I was never a tomboy but not really a girlie girl either. Even in high school when a couple of my friends hauled out the brides magazines, I’d just be thinking, “Oh my God, don’t you have a thesis on fruit flies or a phone book we could read?” I don’t think I imagined then that I wouldn’t get married, I just didn’t care about white frilly dresses and china patterns.
College led to being both a hippie and a feminist so I was happy to fall in with the belief that you could live together without needing the piece of paper. In a turnabout from the usual, the serious boyfriend of my 20’s wanted to get married. When he finally talked me into that, on my condition that we could just elope, he was disappointed and started trying to convince me to turn no wedding into a big wedding. I finally agreed but with no excitement at planning the big hoorah.
We split up before we got to the wedding and a few years later, when I finally had thoughts of settling down, the long years of illness set in and I couldn’t work up much interest in dating let alone husband hunting. Once I embarked on the journey (see my other blog) I also recognized that generally (that serious boyfriend was the one exception) I became a different—and slightly crazy—person as soon as a man came into my life. I finally decided that getting well was all I could handle.

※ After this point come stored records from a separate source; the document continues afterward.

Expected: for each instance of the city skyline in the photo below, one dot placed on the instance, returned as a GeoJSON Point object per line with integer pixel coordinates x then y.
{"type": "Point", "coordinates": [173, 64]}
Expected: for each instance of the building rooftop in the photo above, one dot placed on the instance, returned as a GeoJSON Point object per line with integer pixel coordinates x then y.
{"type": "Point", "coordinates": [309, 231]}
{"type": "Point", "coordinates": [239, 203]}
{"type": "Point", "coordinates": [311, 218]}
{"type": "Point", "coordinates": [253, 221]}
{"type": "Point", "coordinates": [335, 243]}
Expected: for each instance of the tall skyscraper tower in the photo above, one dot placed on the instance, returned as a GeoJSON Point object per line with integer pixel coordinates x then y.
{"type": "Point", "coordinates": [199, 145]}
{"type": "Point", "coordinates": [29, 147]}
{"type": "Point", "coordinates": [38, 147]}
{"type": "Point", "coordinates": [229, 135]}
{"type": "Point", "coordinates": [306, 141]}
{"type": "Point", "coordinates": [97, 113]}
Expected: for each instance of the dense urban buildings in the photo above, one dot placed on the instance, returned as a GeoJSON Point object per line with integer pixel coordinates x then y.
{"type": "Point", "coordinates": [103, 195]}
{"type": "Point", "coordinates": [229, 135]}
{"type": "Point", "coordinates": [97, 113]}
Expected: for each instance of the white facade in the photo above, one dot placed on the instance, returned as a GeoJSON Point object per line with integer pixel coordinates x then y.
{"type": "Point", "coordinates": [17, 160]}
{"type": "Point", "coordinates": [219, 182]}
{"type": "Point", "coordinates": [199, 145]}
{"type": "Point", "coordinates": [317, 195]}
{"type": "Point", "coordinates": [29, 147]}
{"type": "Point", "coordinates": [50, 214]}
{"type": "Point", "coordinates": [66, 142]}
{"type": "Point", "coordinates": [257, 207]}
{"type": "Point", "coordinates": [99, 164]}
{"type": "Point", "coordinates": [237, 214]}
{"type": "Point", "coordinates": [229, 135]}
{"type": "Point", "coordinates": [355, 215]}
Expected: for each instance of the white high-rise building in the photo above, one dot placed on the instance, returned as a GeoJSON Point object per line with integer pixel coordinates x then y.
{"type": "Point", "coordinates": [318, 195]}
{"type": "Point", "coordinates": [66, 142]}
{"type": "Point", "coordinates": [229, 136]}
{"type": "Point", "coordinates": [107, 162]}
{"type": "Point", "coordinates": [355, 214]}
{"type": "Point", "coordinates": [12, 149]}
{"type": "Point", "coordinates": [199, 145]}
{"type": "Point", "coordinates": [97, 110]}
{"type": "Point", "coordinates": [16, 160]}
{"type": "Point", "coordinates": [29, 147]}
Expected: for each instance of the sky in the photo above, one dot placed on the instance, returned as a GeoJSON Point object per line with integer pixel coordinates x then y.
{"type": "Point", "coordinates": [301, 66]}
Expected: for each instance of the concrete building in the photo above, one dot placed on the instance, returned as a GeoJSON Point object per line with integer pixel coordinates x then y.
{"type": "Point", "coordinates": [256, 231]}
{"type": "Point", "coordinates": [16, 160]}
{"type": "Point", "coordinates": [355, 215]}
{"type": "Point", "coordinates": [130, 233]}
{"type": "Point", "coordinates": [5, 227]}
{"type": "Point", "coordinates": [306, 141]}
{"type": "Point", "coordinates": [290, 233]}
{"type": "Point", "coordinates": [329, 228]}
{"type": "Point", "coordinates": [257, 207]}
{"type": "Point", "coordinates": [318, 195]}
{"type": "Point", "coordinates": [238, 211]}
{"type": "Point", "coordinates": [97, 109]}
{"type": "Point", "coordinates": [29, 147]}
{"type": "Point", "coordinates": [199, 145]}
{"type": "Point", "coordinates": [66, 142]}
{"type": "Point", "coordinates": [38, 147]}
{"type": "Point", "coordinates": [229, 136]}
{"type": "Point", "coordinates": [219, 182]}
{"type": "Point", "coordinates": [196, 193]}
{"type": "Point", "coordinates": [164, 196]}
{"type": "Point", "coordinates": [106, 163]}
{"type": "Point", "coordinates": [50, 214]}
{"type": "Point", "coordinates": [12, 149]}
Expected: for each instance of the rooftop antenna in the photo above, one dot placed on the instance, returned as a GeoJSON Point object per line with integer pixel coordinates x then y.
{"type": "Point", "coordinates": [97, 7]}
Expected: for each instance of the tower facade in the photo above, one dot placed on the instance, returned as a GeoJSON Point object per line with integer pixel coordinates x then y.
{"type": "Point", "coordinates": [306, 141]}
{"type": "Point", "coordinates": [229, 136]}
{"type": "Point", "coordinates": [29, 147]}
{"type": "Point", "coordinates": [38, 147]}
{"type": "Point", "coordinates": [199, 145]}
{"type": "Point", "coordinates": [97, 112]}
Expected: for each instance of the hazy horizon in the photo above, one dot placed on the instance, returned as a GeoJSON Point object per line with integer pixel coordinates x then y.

Over the years the scale of weddings seems to have become ever more grandiose. And I still scratch my head and wonder what the attraction is and why people want to spend enough money to buy a house or feed a thousand hungry people for a few years to have one stressed-out day. I realize many women think of the day as some kind of fairy tale, which I suspect contributes to the high rate of disappointments in actual married life. But I don’t look good in white and the rest of it seems like a big pain in the neck, so it’s one fairy tale that’s not in my dreams. Am I missing a gene?